Ethical principles governing U.S. academia

An academic honor code or honor system in the United States is a set of rules or ethical principles governing an academic community based on ideals that define what constitutes honorable behaviour within that community. The use of an honor code depends on the notion that people (at least within the community) can be trusted to act honorably. Those who are in violation of the honor code can be subject to various sanctions, including expulsion from the institution. or in other words, honor code is like a pledge taken by students to the effect that they will uphold academic integrity and ethical behavior and will not engage in any kind of cheating, stealing, and misrepresentation. One of the first such codes was created at the College of William & Mary in the early 18th Century.

==US military service academies==

Presently, some of the most notable and most stringent honor codes exist at the Federal Service Academies and Senior Military Colleges.

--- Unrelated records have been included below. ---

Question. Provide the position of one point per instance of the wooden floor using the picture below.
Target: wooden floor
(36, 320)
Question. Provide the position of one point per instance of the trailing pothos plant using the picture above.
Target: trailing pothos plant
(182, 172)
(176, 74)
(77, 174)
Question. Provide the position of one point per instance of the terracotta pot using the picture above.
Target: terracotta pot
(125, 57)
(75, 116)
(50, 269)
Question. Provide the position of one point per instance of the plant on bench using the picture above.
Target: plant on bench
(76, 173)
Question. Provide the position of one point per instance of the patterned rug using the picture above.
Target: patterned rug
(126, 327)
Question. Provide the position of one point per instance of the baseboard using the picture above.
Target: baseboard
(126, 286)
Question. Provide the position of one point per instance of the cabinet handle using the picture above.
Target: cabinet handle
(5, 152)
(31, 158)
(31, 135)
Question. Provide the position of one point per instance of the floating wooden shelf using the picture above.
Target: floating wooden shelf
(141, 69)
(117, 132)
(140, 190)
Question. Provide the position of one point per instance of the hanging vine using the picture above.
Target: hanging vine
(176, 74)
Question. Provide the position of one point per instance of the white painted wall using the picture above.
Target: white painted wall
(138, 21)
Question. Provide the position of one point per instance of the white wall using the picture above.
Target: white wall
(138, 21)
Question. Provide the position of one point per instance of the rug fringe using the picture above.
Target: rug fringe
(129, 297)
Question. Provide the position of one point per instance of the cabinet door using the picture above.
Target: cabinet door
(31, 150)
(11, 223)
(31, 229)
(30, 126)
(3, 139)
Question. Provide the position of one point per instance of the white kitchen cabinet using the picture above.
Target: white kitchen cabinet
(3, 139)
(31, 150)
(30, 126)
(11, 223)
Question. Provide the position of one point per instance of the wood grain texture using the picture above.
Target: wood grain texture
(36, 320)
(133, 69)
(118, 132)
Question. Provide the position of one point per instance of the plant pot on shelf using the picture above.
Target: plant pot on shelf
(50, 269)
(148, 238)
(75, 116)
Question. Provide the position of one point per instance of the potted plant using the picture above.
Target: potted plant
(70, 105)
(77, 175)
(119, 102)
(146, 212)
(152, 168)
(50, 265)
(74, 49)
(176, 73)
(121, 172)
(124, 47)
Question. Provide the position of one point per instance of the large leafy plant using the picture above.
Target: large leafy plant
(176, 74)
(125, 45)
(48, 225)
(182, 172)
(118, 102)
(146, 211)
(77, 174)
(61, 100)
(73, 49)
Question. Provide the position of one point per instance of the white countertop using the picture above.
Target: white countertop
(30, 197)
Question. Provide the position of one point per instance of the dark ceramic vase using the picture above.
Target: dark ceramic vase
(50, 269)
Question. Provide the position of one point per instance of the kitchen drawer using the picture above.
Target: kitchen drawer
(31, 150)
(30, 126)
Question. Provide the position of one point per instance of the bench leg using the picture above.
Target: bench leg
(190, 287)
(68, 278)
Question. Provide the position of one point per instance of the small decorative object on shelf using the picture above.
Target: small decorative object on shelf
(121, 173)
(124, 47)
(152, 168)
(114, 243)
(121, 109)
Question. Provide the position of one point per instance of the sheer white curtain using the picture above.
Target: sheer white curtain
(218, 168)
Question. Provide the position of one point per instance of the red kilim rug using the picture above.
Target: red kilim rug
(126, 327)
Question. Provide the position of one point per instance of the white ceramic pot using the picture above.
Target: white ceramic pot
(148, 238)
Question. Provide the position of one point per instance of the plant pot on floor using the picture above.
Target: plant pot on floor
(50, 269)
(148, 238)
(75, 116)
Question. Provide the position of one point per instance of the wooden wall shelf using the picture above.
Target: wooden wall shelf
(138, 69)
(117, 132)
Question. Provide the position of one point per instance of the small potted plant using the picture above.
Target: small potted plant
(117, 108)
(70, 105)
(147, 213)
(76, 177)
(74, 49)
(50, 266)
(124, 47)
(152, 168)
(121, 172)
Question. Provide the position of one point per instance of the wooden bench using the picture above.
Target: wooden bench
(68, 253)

The military academy honor codes not only govern the cadets and midshipmen's lives at the academies but also are deemed essential to the development of military officers who are worthy of the public trust. As such, the codes are not limited merely to academic situations or to conduct on campus; cadets and midshipmen are expected to live by the codes' ethical standards at all times. The codes are as old as the academies themselves and simply state that cadets and midshipmen do not lie, cheat or steal, nor tolerate those who do. A single-sanction Honor Code, in which any offense results in expulsion regardless of severity, exists at Virginia Military Institute, which features a "drum out" ceremony which is still carried out upon a cadet's dismissal. Outside of the military, Washington and Lee University has a single sanction code.

At three of the service academies and at Virginia Military Institute, anyone who learns of an honor code violation is required to report it. Failure to do so is considered "toleration," which itself violates the code. That also holds true at schools with combined cadet and traditional student programs, such as Norwich University, Texas A&M, and The Citadel, whose honor codes specifically provide that all students, both cadets and civilians, do not "tolerate those who do." It is notable that the three Senior Military Colleges have two honor codes, one for cadets and one for civilians, whether on-campus or through distance online programs, etc. The Honor Concept of the Brigade of Midshipmen at the United States Naval Academy allows the observer of an honor violation to confront the accused without formally reporting. It was found that it was more constructive at developing the honor of midshipmen. A non-toleration clause, on the other hand, is believed to make enemies of classmates. Additionally, it is thought that one's true honor, if other than utmost, was not able to be formally remediated when hidden from public view. Under the academies' honor codes, violators can face severe punishment, up to being forwarded for expulsion by the Secretary of the Army, Navy, or Air Force.

Stringent honor codes, however, are not limited to military institutions. The all-male Hampden–Sydney College is reputed for an honor code system on a par with military systems, which extends to all student activities both on and off campus (off-campus violations can be prosecuted), and also like the military system, it considers tolerance of a violation itself a violation. Like the Naval Academy, however, those who witness a violation are encouraged to confront the violator and convince them to turn themselves in before resorting to reporting the violation. Another school with a very strict honor code is Brigham Young University. The university not only mandates honest behavior but also incorporates various aspects of Mormon religious law: drinking, smoking, drug use, premarital sex and same-sex relationships are all banned. Also, the code includes standards for dress and grooming. Men must be clean-shaven, and men and women cannot wear short shorts or other revealing clothing.